Another West Virginia county has been designated as an area with high drug trafficking.
Wood County, West Virginia and fifteen other counties nationwide are being added to the list of High Intensity Drug Trafficking Areas.
In May, U.S. Senator Joe Manchin and Congressman David McKinley wrote a letter to National Drug Control Policy Acting Director Richard Baum, asking for Wood County to the receive the federal designation.
According to a news release, the designation will enable Wood County to receive federal resources to coordinate and develop drug control efforts among federal, state and local law enforcement officials. It also will allow local agencies to benefit from ongoing initiatives working to reduce drug use and its consequences across the country.

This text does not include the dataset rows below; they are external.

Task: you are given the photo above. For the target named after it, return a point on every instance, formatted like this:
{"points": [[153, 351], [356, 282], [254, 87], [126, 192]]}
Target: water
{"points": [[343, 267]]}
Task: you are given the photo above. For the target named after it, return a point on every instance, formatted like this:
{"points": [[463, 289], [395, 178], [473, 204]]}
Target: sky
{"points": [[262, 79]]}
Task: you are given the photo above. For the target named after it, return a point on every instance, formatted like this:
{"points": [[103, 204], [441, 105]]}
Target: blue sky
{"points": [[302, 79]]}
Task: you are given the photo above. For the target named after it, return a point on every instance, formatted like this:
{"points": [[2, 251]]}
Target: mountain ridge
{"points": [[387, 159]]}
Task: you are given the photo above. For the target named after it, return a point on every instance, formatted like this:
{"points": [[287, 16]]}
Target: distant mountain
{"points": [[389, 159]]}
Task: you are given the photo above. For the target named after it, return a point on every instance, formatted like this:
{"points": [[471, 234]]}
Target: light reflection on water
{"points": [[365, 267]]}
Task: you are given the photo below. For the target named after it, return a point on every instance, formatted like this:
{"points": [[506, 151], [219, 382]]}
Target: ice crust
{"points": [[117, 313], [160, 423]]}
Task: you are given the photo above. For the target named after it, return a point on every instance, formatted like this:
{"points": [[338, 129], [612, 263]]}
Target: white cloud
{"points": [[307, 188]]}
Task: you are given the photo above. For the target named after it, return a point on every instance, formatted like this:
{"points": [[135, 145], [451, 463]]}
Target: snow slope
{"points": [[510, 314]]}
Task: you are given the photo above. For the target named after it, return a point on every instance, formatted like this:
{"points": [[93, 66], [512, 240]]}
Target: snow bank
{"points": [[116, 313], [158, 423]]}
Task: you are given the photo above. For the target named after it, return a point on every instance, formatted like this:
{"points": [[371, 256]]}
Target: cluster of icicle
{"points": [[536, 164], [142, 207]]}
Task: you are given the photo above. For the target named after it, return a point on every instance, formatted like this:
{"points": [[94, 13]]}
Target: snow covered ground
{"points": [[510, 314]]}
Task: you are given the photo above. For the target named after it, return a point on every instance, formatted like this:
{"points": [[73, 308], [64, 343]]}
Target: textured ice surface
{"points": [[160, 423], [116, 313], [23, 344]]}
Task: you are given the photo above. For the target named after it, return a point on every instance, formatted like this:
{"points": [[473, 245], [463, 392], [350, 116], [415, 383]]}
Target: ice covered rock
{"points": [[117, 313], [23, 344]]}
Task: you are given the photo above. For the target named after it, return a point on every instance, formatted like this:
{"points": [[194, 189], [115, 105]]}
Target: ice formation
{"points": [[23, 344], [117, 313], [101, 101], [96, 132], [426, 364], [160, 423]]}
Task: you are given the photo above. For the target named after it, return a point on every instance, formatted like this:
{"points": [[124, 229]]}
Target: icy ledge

“I’m glad Director Baum has answered our calls to declare Wood County a High Intensity Drug Trafficking Area," said Manchin in the release. "The opioid epidemic is impacting every way of life in our state and it is crucial our law enforcement officials and drug task forces are well equipped to combat the influx of drugs coming into our state."
“We need all the help available to fight drug epidemic ravaging our communities," McKinley noted in the joint release with Senator Manchin. "The HIDTA program gives law enforcement additional resources to take drug traffickers off our streets."
Wood County is the 21st county in West Virginia to be designated as a High Intensity Drug Trafficking Area. Berkeley, Boone, Brooke, Cabell, Hancock, Harrison, Jefferson, Kanawha, Lincoln, Logan, Marshall, McDowell, Mercer, Mingo, Monongalia, Ohio, Putnam, Raleigh, Wayne and Wyoming counties have also received the federal designation.